A sollevare la questione di legittimità costituzionale di fronte alla Consulta è stata la Corte dei Conti, sezione giurisdizionale per la Regione Campania, a seguito del ricorso di un magistrato presidente della Corte dei conti in quiescenza dal 21 dicembre 2007 e titolare di pensione superiore a 90mila euro. La norma censurata disponeva che, dal primo agosto 2011 fino al 31 dicembre 2014, i trattamenti pensionistici corrisposti da enti gestori di forme di previdenza obbligatorie, i cui importi superassero 90mila euro lordi annui, fossero assoggettati a un contributo di perequazione del 5% della parte eccedente l’importo fino a 150mila euro; pari al 10% per la parte eccedente 150mila euro; e al 15% per la parte eccedente 200mila euro.

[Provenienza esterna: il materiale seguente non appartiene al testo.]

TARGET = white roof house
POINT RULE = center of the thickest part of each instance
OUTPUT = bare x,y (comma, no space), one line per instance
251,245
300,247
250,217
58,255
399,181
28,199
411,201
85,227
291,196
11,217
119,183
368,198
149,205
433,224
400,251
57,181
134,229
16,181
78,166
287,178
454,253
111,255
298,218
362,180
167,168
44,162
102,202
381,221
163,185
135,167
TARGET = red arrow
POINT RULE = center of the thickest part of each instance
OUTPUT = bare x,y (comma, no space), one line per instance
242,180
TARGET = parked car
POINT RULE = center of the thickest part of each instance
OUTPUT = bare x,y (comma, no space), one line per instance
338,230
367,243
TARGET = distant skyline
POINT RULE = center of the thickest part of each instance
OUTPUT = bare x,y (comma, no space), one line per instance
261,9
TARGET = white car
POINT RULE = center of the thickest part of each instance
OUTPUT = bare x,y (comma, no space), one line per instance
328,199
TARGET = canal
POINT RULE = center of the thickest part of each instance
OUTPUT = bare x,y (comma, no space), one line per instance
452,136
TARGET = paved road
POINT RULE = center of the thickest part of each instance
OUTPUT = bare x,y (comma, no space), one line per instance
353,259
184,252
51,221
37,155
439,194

La Consulta ha ricordato, fra l’altro, che “i redditi derivanti dai trattamenti pensionistici non hanno, per questa loro origine, una natura diversa e minoris generis rispetto agli altri redditi presi a riferimento, ai fini dell’osservanza dell’articolo 53 Cost., il quale non consente trattamenti in pejus di determinate categorie di redditi da lavoro”.

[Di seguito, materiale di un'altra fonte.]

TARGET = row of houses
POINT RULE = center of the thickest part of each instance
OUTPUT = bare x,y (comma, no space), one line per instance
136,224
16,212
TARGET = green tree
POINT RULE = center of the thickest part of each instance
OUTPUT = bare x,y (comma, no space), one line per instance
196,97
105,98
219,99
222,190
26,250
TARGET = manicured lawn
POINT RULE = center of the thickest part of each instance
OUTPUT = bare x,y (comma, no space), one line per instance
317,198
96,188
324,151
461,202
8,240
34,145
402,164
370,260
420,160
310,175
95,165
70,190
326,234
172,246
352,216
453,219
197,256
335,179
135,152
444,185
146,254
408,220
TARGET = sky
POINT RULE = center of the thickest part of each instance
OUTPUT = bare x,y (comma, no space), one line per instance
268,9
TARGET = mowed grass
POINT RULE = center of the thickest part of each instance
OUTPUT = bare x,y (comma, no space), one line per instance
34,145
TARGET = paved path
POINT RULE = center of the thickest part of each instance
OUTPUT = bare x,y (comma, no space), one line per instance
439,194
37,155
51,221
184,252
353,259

Dunque: “A fronte di un analogo fondamento impositivo, dettato dalla necessità di reperire risorse per la stabilizzazione finanziaria, il legislatore ha scelto di trattare diversamente i redditi dei titolari di trattamenti pensionistici: il contributo di solidarietà si applica su soglie inferiori e con aliquote superiori, mentre per tutti gli altri cittadini la misura è ai redditi oltre 300.000  euro  lordi  annui,  con un’aliquota del 3 per cento, salva in questo caso la deducibilità dal reddito”.

Per cui: “Se da un lato l’eccezionalità della situazione economica che lo Stato deve affrontare è suscettibile di consentire il ricorso a strumenti eccezionali, nel difficile compito di contemperare il soddisfacimento degli interessi finanziari e di garantire i servizi e la protezione di cui tutti cittadini necessitano, dall’altro ciò non può e non deve determinare ancora una volta un’obliterazione dei fondamentali canoni di uguaglianza, sui quali si fonda l’ordinamento costituzionale”.

Nel caso di specie, peraltro, – conclude la Consulta – il giudizio di irragionevolezza dell’intervento settoriale appare ancor più palese, laddove si consideri che la giurisprudenza della Corte ha ritenuto che il trattamento pensionistico ordinario ha natura di retribuzione differita (fra le altre sentenza n. 30 del 2004, ordinanza n. 166 del 2006); sicché il maggior prelievo tributario rispetto ad altre categorie risulta con più evidenza discriminatorio, venendo esso a gravare su redditi ormai consolidati nel loro ammontare, collegati a prestazioni lavorative già rese da cittadini che hanno esaurito la loro vita lavorativa, rispetto ai quali non risulta più possibile neppure ridisegnare sul piano sinallagmatico il rapporto di lavoro”.